Swaledale, Wensleydale or Wharfedale would, I’m sure, be the first to be mentioned if someone was asked to name one of the Yorkshire Dales in a pub quiz. But Nidderdale? It tends to play second or even third fiddle to the better-known dales. It isn’t actually in the area designated as the Yorkshire Dales National Park at all. Hence the main throng of tourists tends to bypass Nidderdale, heading straight for the national park: in Nidderdale, the absence of visitors is almost tangible.
It is indeed strange that Nidderdale hasn’t been included within the park boundary. The spectacular countryside around the dale is designated as an Area of Outstanding Natural Beauty. The hills that fall across the border between national park and AONB status are the same hills making up the same landscape. Yet Nidderdale is a game of two halves. To the northwest, and closest to the Yorkshire Dales National Park, lies Upper Nidderdale. It’s an area that becomes increasingly rugged and remote the further back along the valley you go. It pulls you like a magnet, drawing you further into its midst, tempting you with an ever-changing panorama at every turn, rise and fall. With only one small road that leads to nowhere, the hills of Little Whernside and its giant neighbour Great Whernside creating a wall between Nidderdale and Coverdale, there is no through traffic, unless you happen to be on foot or on horseback. A string of pearly reservoirs line the route of the River Nidd from the foot of its source, Great Whernside. These watering holes, quenching the thirst of residents in far-flung Bradford, are interspersed with tiny hamlets. The place is so remote that a good guess would be required as to why anyone should have set up camp here years ago but now they have, it’s easy to understand – for its quality of life that surpasses many others.

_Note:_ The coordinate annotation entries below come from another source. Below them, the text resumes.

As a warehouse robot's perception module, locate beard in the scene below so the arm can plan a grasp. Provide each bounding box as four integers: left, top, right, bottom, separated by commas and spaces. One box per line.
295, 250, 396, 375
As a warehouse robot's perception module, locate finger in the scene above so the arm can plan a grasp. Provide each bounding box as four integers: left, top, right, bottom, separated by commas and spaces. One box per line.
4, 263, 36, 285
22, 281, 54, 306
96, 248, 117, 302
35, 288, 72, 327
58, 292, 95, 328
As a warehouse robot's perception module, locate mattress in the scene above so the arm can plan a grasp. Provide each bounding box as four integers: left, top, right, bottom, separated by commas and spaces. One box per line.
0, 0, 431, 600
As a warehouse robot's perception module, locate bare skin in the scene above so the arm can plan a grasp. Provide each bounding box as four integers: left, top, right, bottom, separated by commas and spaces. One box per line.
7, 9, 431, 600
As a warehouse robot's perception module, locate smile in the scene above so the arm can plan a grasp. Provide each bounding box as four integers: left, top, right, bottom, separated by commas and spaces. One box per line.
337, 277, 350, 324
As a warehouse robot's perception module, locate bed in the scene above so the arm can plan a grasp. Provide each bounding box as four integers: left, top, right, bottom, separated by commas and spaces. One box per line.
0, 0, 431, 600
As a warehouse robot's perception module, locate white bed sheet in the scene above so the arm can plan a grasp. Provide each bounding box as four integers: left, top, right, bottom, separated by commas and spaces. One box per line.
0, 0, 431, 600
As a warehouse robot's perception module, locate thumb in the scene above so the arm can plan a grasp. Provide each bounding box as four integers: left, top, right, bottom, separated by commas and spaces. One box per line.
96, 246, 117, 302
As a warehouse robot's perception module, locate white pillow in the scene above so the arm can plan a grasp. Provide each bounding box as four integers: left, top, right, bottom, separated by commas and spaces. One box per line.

Knaresborough perches on the steep bank above the River Nidd © Prakich Treetasayuth, Shutterstock
Further east, Nidderdale bottoms out, the hills recede and the land flattens. At least, the undulations are less undulating, the distance between villages decreases and the land becomes more cultivated. It’s not until you reach Knaresborough, a good 30 miles from the river’s source (and even longer if you stretched out the Nidd’s meandering tendencies into a pencil-straight line), that you get any serious habitation although the elegant town of Harrogate, joined at the hip with Knaresborough on its eastern side, now sprawls further north and west towards the edge of Nidderdale AONB with a plethora of housing developments.
Past Knaresborough, the Nidd continues for a few more meandering miles east before it disappears for good, its waters mingling with those of the more northerly Swale and Ure to form the mightier Ouse. The Nidderdale AONB also swallows up the most southeasterly section of Wensleydale. Like its counterpart of Upper Nidderdale, the land furthest west begins harsh and inhospitable on top of Masham Moor before it drops down to greener pastures, great swathes of estate forests and a web of tiny tributaries that gurgle towards the Ure.